Friday, 1 April 2016
What purpose then does the law serve? It was added because of transgressions, till the Seed should come to whom the promise was made; and it was appointed through angels by the hand of a mediator. Galatians 3:19
Throughout his writings, Paul states several reasons why the law was given by God. One of them is included in this verse now. Here he first asks, “What purpose does the law serve?” The reason for explaining this now is because he has just shown that the law has no bearing on the promise. It cannot change or annul what has already been confirmed. Therefore, unless there is a reason for the giving of the law, it seems like a long and pointless part of the redemptive story. However, it is a logical part of it, fulfilling great purposes until it had served those purposes. After that, it was set aside.
To explain one exact reason for the giving of it, he begins with, “It was added because of transgressions.” This statement can mean one of two things: 1) It was added in order to keep people from committing transgressions, or 2) it was given to cause transgression to increase in number (as is stated in Romans 5:20). As he says there, “…the law entered that the offense might abound. But where sin abounded, grace abounded much more.”
Paul was probably thinking of both possibilities concerning the law. It was to keep people in check, but it was also intended to multiply transgressions. Thus it would show how utterly sinful sin really is (see Romans 7:13). The promise would stand, but man was being shown the extremely gracious nature of the promise through the giving of the law. This aspect of redemptive history, however, had a set point of termination. It was only in effect until “the Seed should come to whom the promise was made.”

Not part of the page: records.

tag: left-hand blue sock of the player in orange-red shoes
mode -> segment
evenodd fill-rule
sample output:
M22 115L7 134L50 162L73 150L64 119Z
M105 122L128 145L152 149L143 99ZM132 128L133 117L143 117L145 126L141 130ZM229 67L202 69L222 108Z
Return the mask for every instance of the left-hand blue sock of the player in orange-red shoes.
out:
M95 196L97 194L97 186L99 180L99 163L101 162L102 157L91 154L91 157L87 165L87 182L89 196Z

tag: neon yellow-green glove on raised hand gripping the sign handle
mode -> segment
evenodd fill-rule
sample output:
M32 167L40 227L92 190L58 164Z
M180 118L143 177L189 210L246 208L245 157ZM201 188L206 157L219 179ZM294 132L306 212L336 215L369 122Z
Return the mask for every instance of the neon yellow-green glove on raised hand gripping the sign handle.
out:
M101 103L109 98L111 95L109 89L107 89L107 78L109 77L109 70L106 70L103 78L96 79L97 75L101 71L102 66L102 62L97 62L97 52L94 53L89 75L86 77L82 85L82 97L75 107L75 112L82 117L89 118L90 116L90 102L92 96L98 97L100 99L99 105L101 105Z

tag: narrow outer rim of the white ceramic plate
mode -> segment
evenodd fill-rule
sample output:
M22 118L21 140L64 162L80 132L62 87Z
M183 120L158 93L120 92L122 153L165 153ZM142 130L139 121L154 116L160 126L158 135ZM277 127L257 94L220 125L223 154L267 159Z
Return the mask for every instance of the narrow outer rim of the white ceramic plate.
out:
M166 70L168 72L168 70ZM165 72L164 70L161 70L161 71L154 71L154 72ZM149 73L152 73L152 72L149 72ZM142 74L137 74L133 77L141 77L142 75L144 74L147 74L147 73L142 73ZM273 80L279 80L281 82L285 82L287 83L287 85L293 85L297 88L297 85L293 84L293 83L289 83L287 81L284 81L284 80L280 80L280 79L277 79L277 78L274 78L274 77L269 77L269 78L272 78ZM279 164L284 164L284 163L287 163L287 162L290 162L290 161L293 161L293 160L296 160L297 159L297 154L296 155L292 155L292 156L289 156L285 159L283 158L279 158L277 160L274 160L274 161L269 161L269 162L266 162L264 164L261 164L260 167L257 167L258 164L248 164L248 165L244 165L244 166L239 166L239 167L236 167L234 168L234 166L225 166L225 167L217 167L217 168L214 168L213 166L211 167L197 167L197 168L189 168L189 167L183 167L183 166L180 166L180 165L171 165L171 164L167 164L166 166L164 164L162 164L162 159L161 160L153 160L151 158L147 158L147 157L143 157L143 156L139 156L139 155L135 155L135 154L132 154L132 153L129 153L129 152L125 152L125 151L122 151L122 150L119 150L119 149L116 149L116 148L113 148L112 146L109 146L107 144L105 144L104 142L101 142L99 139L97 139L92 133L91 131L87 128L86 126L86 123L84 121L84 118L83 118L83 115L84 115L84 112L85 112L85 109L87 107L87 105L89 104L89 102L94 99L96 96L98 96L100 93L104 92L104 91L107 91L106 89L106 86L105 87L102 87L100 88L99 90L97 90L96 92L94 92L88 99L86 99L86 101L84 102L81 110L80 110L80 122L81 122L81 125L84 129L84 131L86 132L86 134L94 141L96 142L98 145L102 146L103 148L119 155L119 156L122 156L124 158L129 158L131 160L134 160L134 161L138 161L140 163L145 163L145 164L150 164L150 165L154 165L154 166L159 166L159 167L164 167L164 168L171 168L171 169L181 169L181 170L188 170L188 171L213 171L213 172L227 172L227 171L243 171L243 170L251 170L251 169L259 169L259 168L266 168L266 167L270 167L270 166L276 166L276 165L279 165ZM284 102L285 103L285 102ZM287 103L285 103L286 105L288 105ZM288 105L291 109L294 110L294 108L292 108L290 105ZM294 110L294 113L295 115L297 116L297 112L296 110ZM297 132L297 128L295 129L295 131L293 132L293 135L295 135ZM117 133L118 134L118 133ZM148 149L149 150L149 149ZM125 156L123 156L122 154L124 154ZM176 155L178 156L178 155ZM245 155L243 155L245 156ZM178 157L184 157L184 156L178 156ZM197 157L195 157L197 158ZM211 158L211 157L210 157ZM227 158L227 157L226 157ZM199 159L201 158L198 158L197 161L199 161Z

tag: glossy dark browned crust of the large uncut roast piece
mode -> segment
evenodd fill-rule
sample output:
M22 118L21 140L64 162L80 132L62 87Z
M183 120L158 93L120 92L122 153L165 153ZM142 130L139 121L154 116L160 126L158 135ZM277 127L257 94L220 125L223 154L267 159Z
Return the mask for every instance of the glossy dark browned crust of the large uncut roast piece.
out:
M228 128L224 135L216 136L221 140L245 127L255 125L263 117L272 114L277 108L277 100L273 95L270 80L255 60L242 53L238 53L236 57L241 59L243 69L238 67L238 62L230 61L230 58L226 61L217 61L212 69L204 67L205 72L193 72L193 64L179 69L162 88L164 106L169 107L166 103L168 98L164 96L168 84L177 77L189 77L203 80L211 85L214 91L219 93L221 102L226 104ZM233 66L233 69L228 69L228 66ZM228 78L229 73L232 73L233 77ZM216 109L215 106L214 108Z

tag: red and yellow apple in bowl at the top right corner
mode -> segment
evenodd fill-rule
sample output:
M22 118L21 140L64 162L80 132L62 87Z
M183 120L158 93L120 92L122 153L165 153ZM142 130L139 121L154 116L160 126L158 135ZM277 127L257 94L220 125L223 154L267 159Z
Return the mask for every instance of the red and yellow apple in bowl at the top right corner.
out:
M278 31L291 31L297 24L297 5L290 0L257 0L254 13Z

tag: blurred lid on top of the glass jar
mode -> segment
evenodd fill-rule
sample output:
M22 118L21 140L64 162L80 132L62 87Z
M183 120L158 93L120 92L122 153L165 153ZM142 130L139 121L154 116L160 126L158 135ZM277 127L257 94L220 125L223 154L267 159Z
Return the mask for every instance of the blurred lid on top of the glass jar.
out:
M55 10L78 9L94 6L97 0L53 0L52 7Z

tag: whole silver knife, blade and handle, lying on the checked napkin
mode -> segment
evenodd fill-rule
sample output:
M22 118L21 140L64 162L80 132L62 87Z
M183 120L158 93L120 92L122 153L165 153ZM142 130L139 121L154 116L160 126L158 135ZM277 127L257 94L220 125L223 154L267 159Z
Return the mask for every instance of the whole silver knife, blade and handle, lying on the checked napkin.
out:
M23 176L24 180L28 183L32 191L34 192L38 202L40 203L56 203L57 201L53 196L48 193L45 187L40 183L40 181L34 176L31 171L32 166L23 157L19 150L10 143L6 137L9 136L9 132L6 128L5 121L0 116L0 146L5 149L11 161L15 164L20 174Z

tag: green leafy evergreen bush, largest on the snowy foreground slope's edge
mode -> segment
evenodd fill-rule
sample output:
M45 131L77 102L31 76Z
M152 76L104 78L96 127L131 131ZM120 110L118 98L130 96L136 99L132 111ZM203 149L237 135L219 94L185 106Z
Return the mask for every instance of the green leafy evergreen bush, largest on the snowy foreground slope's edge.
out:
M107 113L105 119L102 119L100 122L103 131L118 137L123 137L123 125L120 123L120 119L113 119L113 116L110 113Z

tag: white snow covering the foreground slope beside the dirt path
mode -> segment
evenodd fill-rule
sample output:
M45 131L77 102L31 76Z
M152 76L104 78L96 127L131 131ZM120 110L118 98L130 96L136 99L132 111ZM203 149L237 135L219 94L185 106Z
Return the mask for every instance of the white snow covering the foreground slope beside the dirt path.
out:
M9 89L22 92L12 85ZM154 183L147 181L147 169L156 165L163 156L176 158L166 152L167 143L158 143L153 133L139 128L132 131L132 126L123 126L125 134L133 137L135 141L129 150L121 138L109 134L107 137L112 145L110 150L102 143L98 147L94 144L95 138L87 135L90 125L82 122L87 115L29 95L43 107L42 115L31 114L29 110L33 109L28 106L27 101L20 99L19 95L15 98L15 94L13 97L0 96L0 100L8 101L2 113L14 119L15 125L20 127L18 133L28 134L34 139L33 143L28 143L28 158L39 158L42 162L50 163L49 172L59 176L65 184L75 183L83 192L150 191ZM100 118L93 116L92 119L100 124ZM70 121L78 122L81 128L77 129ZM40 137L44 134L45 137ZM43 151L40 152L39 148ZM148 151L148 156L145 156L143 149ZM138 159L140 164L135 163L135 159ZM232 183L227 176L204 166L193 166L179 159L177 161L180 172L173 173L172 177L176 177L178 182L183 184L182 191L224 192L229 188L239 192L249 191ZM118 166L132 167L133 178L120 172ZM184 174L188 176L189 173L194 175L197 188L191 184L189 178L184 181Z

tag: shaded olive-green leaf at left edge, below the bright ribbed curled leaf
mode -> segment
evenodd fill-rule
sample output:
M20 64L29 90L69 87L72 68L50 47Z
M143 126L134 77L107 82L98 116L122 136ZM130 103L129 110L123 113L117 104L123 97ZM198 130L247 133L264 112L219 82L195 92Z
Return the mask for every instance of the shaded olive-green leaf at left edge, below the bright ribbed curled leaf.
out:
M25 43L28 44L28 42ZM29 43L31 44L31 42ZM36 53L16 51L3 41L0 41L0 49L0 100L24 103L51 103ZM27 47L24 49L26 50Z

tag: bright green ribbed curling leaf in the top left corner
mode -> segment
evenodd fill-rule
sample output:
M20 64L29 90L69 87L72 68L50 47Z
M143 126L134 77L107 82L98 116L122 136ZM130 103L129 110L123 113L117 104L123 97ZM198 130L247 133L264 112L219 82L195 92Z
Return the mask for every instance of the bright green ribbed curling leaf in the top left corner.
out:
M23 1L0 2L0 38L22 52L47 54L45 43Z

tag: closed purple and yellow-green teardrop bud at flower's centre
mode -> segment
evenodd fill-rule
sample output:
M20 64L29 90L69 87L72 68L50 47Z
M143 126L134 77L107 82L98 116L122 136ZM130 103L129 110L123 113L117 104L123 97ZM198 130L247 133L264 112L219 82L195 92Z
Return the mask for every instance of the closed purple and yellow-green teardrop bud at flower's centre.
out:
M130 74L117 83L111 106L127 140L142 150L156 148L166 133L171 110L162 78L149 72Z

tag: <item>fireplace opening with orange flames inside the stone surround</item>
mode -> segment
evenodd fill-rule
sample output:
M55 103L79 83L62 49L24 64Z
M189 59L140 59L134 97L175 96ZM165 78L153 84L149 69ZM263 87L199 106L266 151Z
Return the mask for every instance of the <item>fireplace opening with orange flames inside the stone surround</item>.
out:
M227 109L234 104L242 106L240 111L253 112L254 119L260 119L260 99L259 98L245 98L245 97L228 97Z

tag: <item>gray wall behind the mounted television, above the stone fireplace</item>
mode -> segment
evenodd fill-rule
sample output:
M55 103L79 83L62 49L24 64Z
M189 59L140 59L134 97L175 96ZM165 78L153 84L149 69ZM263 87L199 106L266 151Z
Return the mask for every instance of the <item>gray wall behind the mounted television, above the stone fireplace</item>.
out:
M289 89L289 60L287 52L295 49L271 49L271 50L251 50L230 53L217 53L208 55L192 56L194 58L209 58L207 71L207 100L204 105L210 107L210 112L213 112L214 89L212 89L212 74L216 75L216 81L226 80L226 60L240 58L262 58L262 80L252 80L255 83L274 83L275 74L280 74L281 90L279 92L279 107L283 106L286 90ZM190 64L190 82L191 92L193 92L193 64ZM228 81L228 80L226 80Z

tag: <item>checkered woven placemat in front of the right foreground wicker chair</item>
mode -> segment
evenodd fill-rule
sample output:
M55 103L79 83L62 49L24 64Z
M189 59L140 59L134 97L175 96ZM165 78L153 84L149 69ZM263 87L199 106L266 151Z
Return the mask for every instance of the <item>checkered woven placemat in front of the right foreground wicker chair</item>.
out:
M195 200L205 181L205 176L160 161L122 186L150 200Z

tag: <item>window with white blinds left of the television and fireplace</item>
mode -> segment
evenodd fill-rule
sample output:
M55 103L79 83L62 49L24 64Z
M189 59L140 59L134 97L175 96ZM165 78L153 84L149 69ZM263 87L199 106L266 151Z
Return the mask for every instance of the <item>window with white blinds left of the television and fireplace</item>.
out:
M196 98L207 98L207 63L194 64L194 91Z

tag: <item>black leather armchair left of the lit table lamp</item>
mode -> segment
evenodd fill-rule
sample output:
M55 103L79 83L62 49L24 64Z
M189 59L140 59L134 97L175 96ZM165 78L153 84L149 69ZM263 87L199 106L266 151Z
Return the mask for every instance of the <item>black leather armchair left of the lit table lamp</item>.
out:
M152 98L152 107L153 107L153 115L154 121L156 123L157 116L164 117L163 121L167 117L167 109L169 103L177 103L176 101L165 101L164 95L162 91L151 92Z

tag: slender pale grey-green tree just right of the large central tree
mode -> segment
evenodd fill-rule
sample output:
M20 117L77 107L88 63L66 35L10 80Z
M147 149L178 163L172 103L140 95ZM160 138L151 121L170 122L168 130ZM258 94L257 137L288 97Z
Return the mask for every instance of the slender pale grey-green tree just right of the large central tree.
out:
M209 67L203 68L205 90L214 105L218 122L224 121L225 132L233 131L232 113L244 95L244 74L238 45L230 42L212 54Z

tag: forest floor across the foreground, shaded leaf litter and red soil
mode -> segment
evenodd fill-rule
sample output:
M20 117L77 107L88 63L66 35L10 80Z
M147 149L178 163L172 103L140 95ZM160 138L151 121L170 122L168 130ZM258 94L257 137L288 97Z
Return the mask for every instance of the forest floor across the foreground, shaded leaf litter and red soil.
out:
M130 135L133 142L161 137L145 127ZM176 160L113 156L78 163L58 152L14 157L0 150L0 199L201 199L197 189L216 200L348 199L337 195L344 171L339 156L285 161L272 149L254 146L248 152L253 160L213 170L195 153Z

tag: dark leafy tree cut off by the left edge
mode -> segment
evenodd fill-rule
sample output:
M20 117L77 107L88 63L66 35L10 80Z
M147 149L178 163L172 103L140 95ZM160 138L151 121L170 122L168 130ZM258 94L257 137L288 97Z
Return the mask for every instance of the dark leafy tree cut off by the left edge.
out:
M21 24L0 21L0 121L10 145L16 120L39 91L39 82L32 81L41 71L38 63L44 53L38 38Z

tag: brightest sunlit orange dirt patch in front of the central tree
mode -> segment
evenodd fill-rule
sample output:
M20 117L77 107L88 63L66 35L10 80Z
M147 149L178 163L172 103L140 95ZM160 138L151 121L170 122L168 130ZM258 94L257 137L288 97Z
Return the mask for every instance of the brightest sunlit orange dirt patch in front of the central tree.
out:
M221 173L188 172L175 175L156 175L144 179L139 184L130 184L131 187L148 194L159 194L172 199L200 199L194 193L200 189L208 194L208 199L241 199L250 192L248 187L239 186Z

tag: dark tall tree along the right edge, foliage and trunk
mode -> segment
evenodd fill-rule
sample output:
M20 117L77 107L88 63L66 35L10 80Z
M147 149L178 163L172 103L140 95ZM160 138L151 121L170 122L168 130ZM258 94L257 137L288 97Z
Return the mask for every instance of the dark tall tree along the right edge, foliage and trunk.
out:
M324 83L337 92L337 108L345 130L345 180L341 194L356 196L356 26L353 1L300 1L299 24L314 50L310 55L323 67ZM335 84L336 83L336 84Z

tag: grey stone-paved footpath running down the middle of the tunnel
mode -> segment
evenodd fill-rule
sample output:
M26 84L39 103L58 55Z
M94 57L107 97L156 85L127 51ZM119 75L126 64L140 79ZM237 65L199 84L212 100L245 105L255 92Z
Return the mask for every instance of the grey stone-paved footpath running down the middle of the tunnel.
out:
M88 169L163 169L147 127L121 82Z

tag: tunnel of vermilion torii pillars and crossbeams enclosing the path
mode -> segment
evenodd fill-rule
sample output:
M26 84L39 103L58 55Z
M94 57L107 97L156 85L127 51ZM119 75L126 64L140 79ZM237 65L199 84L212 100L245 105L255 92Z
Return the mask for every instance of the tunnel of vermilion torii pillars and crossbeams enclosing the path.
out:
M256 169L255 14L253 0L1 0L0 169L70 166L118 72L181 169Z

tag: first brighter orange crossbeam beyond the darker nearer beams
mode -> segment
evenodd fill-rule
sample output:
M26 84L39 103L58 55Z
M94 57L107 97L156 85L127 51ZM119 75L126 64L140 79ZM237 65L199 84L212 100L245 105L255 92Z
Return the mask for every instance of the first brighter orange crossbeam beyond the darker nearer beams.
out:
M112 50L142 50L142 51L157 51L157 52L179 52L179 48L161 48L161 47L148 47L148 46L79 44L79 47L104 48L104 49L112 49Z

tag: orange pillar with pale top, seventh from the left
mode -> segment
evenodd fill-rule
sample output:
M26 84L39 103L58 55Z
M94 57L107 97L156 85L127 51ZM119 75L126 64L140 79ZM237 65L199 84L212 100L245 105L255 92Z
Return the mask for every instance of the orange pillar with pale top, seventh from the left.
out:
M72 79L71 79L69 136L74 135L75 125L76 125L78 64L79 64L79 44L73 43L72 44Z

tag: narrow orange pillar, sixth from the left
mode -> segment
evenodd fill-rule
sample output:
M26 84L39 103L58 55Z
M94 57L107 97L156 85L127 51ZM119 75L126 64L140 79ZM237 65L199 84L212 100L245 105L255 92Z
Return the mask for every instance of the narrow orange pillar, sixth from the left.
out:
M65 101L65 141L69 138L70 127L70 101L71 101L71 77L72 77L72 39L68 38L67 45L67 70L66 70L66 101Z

As was noted in the commentary on 3:16, the seed there was speaking of the body of believers in Christ. Now it is speaking of the One who would bring in the fulfillment of those promises for that body, Christ. Christ is the fulfillment of all of the messianic promises. Therefore, when He came, fulfilled the law, and died in fulfillment of that law, the promises would then be made available to all who would call on Him. Thus, during in interim time, from promise until the coming of Christ, the law was introduced for instruction and learning. Paul will continue to clarify this as he progresses through the chapter and through the rest of the epistle.
To complete his thought, he says that the law “was appointed through angels by the hand of a mediator.” There is abundant speculation concerning this statement. Nothing in the Old Testament confirms that angelic beings gave the law. In fact, it is clear that the law was given by the Lord directly to Moses. The Greek translation of the OT in Deuteronomy 33:2 seems to refer to this though. Also, some Jewish traditions, such as that of Flavius Josephus (see Antiquities of the Jews. xv. 5. 3), claim the presence of angels during the giving of the law. Even a few NT passages in Acts and Hebrews seem to say this as well.
However, there is a reasonable explanation for this without adding to what Scripture says. In three New Testament passages which refer to this, it speaks of the law being given through “angels,” plural. There are two things to consider on this.
First, in Acts 7:38, Stephen says that the Angel spoke to them on Mount Sinai and the word is singular. Thus it refers to the Lord alone (the second member of the Godhead). Secondly, the word for “angel,” which is aggelos, does not necessarily mean a heavenly being. It simply means “messenger” or a “delegate.” In Acts 7:53, here in Galatians, and later in Hebrews where this is noted, the word is plural and is therefore speaking of both Moses and Aaron who are considered messengers of God for the giving of the law to Israel, even if Aaron wasn’t with Moses at all times. And finally, Moses is the mediator of the same law as is noted in Exodus 24:3-8. Hence, the term “mediator” is in the singular.
Life application: The law had a purpose and it is not to save us from sin. Instead, it was to show us the great grace of God in Christ by highlighting our sin. Let us thank God that the curse of the law is removed through the shed blood of Christ!
How marvelous it is to know that Christ has come! Thank You, O God, for the marvel of Jesus and the life that He lived for us. We have strayed away from You like little lost sheep, but You have gathered us together again through this great Shepherd who cares for even the most wayward of us. Help us to listen carefully to the words He speaks and to follow closely to Him all our days. In this, we know that You will certainly be pleased. Amen.